In all cases, the primary thrust of this nostalgia was deployed against others, whoever they might be: as Wright observed in 1985, ‘if Spitfires and Lancasters are in the skies again, they now fly against “socialism” and “the overweening state”’. In elections throughout the noughties and 2010s, Spitfires flew against immigration and the EU in campaigning materials (notably by the BNP and Britain First) and were a frequent prop of political theatre for virtually all parties.
Now, though, as the war itself passes out of living memory, these symbols seem oddly calcified and inert: as with any franchise that’s outstayed its welcome, the motifs are so familiar as to pass unnoticed, and we know all the beats before they happen. If the war universe seems ragged or exhausted now, it may be because the world the war inaugurated, and over which its memory prevailed, is coming to an end.
A couple of weeks before Paddy Hemingway died, Keir Starmer announced a swingeing cut to the overseas development budget, framed explicitly as a redeployment of funds to defence. Ostensibly a response to the US abandonment of Ukraine (and clearly designed, at least in part, to tickle the reactionary fancies of the impeccably brutish white voter who lurks in the imagination of the Labour leadership, providing a reliable stream of reasons that nothing good can ever happen again), the move also signalled something fundamental. The long post-war compact is over: Atlanticism is dead; the Cold War–era needs to pay, through the international development complex, a meliorist debt of conscience to the Global South; it’s time to revert to the lifeboat logic of the state in a rearming world and abandon long-term planning for peace in favour of tooling up for the next war. The European commitment to rearm, and its involvement in Ukraine, is framed persistently with reference to the war. But the invocations are disordered and fragmentary.

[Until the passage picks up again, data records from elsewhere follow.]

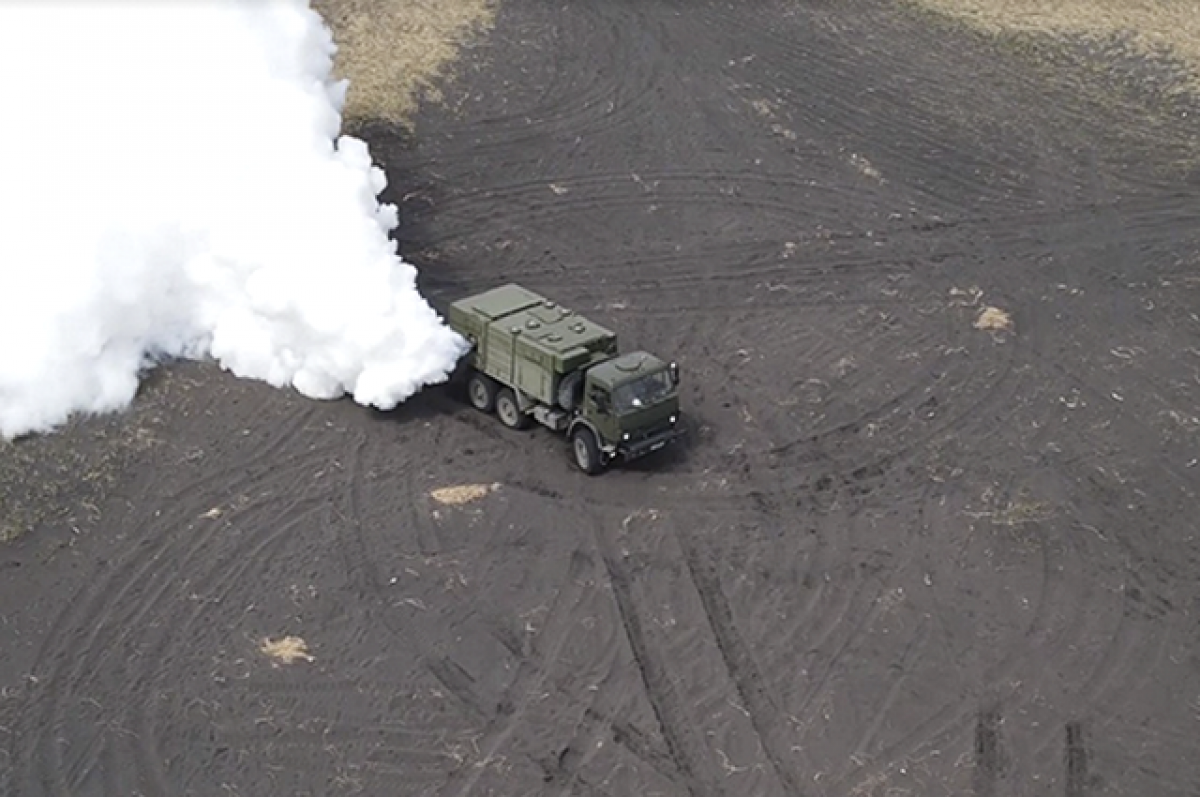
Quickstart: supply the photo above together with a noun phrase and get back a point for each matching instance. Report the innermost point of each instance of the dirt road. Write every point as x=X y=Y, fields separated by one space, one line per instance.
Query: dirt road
x=935 y=304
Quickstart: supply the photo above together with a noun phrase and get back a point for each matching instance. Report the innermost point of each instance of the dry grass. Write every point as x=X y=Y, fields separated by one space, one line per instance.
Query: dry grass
x=1169 y=28
x=393 y=51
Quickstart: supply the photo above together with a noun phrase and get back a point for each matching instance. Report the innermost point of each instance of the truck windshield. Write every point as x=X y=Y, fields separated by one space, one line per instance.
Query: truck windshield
x=642 y=393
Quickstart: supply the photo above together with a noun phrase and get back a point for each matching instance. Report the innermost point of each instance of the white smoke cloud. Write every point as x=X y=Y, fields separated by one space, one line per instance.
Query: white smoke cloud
x=173 y=184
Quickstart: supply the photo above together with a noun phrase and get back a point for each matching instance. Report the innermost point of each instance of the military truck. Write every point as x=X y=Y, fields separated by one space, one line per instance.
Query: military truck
x=533 y=360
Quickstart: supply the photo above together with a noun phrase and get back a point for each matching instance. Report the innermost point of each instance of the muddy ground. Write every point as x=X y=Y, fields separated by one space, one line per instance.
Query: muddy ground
x=904 y=551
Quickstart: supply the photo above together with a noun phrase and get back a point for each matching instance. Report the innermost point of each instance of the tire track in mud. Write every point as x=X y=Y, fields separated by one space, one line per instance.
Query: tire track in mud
x=125 y=600
x=531 y=676
x=689 y=751
x=743 y=670
x=502 y=714
x=858 y=108
x=604 y=96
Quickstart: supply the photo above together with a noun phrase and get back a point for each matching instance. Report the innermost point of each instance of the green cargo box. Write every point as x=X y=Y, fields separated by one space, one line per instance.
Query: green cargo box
x=527 y=341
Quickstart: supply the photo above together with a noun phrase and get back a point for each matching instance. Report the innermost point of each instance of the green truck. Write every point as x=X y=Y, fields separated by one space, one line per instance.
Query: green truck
x=533 y=360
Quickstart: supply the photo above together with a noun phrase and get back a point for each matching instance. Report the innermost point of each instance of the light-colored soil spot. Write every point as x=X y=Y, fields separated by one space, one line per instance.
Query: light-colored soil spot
x=462 y=493
x=286 y=649
x=393 y=51
x=994 y=319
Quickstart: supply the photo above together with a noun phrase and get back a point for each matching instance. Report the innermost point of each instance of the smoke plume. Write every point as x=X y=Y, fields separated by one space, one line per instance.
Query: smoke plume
x=173 y=184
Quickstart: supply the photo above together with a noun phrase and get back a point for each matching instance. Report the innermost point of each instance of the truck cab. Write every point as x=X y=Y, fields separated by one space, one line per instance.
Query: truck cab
x=630 y=407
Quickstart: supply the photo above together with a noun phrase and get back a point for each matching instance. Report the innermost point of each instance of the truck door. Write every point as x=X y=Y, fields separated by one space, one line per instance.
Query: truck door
x=599 y=411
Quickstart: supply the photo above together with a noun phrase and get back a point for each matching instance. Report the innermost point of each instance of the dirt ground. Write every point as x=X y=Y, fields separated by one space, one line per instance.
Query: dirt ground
x=935 y=299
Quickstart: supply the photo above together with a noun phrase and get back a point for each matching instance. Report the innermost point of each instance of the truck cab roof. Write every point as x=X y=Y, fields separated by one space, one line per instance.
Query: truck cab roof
x=625 y=367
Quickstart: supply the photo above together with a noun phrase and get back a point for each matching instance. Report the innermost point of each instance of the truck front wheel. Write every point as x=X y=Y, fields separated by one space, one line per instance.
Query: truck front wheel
x=481 y=391
x=586 y=450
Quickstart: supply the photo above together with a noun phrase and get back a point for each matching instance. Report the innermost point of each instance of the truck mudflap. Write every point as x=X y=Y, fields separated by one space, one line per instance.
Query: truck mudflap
x=637 y=449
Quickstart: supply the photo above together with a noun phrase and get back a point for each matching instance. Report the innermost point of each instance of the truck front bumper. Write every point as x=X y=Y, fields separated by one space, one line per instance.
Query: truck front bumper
x=648 y=444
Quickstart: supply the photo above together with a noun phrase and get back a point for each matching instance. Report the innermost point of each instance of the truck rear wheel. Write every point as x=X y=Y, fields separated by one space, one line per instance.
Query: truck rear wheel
x=508 y=409
x=586 y=450
x=481 y=391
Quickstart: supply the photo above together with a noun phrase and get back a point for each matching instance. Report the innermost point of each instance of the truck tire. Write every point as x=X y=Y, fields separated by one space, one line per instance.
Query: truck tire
x=481 y=391
x=509 y=411
x=586 y=451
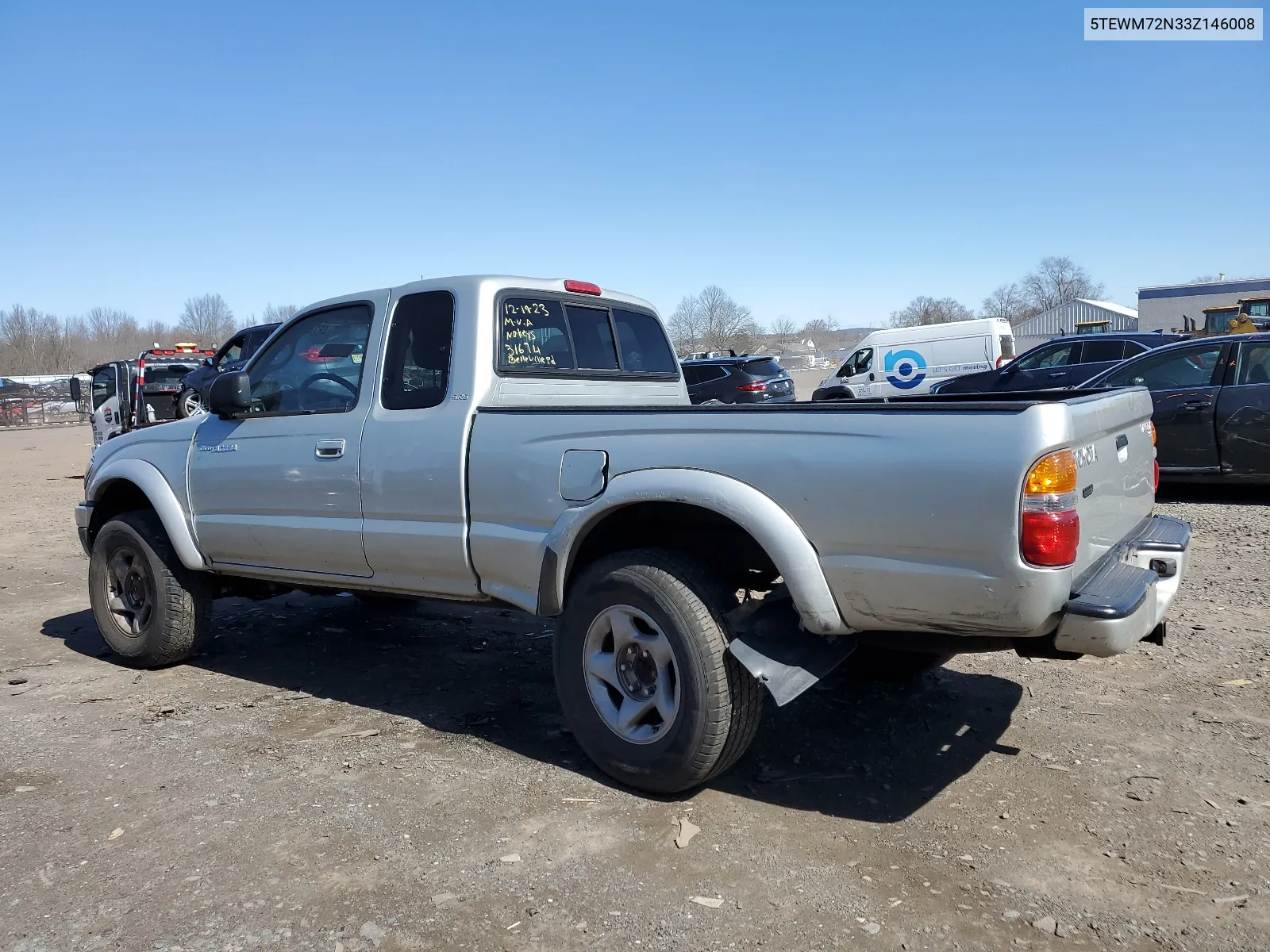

Meanwhile, a crisis of meaning is accumulating around the memory of fascism and the Holocaust. The invocation of the Nazi genocide to legitimise Israel’s genocidal violence against the Palestinians, the crude instrumentalisation of Jewish suffering as warrant for inflicting unlimited suffering on others, and the increasingly casual ways in which the spectre of antisemitism is conjured to police free expression, discredit the Left, and intensify state racism against Muslims and other minorities — all have left the memory of the war with a severely depleted moral centre of gravity.
As members of the US government give public Nazi salutes, and elites in Britain and elsewhere continue to try to outflank a resurgent far right by adopting their policies and endorsing their language, the whole point of the Second World War Extended Universe begins to look a bit flimsy. Its primary purpose, after all, was to furnish a moral warrant for a state ideology which defined itself, even if in a threadbare and hypocritical manner, as founded on the rule of law, a qualified pluralism, and a sense that it would be better not to have to Do That Shit Again.
If both the welfare state and multiculturalism are to be abandoned and pluralism replaced by various forms of managed democracy — if the basic assumption that everybody hates a Nazi has been eroded and undermined until it can no longer be relied upon — of what use is the Second World War?